Qualunque cosa sogni d’intraprendere, cominciala. L’audacia ha del genio, del potere, della magia. (Goethe)

 

Racconti dal ’68: intervista a Paolo

Vicini ha raccolto quatto storie personali del periodo del ’68 che raccontano quel periodo con una visione d’insieme che potete leggere nell’articolo di sintesi: questa è l’intervista a Paolo Nardi, redattore di Vicini ed ex operatore nel settore aereospazio.

Quanti anni aveva e cosa faceva nel ’68?

Nel ’68 avevo 19 anni e coincide con l’anno in cui ho cominciato a lavorare, quindi tutto quello che ha caratterizzato quell’anno io l’ho vissuto prima: grandi scioperi, rivendicazioni salariali che hanno portato a un gran numero di acquisizioni fino allo Statuto dei Lavoratori. Per me l’anno del ’68 è qualcosa che ho appreso più dai giornali e dalla TV.

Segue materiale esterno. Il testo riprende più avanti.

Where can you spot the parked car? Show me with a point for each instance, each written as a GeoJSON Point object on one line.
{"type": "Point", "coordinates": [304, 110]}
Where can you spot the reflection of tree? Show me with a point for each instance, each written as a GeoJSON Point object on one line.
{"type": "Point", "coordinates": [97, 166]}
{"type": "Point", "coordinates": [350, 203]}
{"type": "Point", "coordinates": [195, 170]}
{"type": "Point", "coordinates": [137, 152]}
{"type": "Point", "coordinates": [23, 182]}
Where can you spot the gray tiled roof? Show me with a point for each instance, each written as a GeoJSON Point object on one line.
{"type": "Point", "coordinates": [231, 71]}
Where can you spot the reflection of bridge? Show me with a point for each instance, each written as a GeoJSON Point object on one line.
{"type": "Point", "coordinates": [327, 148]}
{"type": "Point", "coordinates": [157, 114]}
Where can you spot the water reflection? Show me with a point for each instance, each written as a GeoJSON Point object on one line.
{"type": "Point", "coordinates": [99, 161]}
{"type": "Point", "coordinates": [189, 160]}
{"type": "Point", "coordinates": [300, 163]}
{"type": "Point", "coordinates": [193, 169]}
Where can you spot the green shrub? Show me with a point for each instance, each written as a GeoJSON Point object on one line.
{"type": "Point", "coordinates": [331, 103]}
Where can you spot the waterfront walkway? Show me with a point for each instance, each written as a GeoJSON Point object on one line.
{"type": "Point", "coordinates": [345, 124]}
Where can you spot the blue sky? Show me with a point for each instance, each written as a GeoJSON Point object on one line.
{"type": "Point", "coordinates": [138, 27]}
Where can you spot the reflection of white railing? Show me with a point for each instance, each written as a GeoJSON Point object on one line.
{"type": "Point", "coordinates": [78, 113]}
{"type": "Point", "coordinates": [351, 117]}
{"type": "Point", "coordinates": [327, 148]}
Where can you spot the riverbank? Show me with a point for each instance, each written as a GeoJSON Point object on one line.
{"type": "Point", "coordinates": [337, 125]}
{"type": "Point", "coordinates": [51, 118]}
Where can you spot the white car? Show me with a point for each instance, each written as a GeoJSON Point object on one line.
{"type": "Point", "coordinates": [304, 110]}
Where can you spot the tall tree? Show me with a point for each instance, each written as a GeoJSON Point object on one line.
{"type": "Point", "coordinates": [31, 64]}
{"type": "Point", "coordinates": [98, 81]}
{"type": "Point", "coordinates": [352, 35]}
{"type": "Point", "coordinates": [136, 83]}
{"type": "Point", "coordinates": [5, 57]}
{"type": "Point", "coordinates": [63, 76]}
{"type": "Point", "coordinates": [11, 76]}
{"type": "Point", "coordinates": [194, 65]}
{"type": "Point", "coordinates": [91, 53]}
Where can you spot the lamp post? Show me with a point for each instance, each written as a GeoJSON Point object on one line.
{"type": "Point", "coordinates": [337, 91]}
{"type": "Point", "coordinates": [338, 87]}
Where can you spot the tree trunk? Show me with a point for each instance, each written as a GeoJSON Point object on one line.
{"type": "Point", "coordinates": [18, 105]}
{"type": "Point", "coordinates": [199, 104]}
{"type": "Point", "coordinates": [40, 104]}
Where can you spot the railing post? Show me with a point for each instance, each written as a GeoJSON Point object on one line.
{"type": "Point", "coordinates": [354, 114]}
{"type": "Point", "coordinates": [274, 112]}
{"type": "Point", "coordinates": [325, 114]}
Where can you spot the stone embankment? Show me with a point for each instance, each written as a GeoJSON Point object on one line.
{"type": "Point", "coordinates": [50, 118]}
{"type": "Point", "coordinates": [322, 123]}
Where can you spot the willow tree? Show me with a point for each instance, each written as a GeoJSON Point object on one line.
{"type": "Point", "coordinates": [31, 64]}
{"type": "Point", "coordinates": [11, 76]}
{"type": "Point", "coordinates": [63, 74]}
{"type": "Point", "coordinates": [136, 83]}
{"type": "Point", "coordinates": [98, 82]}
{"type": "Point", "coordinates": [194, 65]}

A questo proposito quanta informazione c’era su quello che accadeva all’estero e in Italia?

Nel ’68 si leggeva: La Stampa, giornale di Torino filogovernativo e rappresentante del mondo del mondo del lavoro; leggevamo anche il Manifesto che faceva della controinformazione rispetto al taglio “filo-FIAT della Stampa; e infine la Gazzetta del Popolo, giornale filo socialista.

Guardavamo anche la televisione, gestita dalla sola emittente rai, e quindi entravano in tutte le case immagini da tutto il mondo di cortei, di manifestazioni di giovani contro la segregazione razziale, guerra del Vietnam. La storia quindi non è lontana, ma grazie alle immagine potevamo vederla concretamente.

Le reti radiofoniche, invece, erano gestite dal potere e fortemente legate al Vaticano quindi era difficile farsi delle idee proprie.

Ha mai partecipato alle manifestazioni?

Ho partecipato alle manifestazioni prima del ’68 con amici più grandi, invece nel ’68 lavoravo già a Caselle all’industria aeronautica e  qui giovani ingegneri portavano un po’ più di informazione: si parlava del maggio francese e dell’occupazione della Sorbona.

La manifestazione era vista come uno spettacolo, con i poliziotti che prendevano a manganellate i manifestanti, però eravamo mossi da un grande senso di partecipazione, di appartenere a qualcosa di più grande. Nel decennio del ’68 si è affacciata la nuova classe sociale dei giovani sulla scena mondiale; hanno messo in discussione quello che era stato imposto fino a quel momento, si sono saldati per creare qualcosa di nuovo. Non è stata un ‘epoca di cambiamento, ma un cambiamento di epoca.

Se dovessi confrontare i giovani del 1968 e i giovani del 2018, cosa direbbe?

Noi avevamo degli ideali, ad esempio l’idea che con lo studio si poteva migliorare la propri condizione che non significava solo comprarsi la Cinquecento nuova, ma non patire la fame. Poi avevamo il senso della società, di partecipazione e di possedere qualcosa in comune e di condividerlo. Oggi, invece, mi sembra di riconoscere una sorta di acquiescenza, manca quella voglia di combattere che ci caratterizzava. Noi nel ’60 andavamo a scioperare continuamente per nuovi obiettivi, e questo significava prendere freddo, stare fuori dai cancelli, rinunciare a una parte dello stipendio, oggi invece sembra quasi che i giovani si accontentino.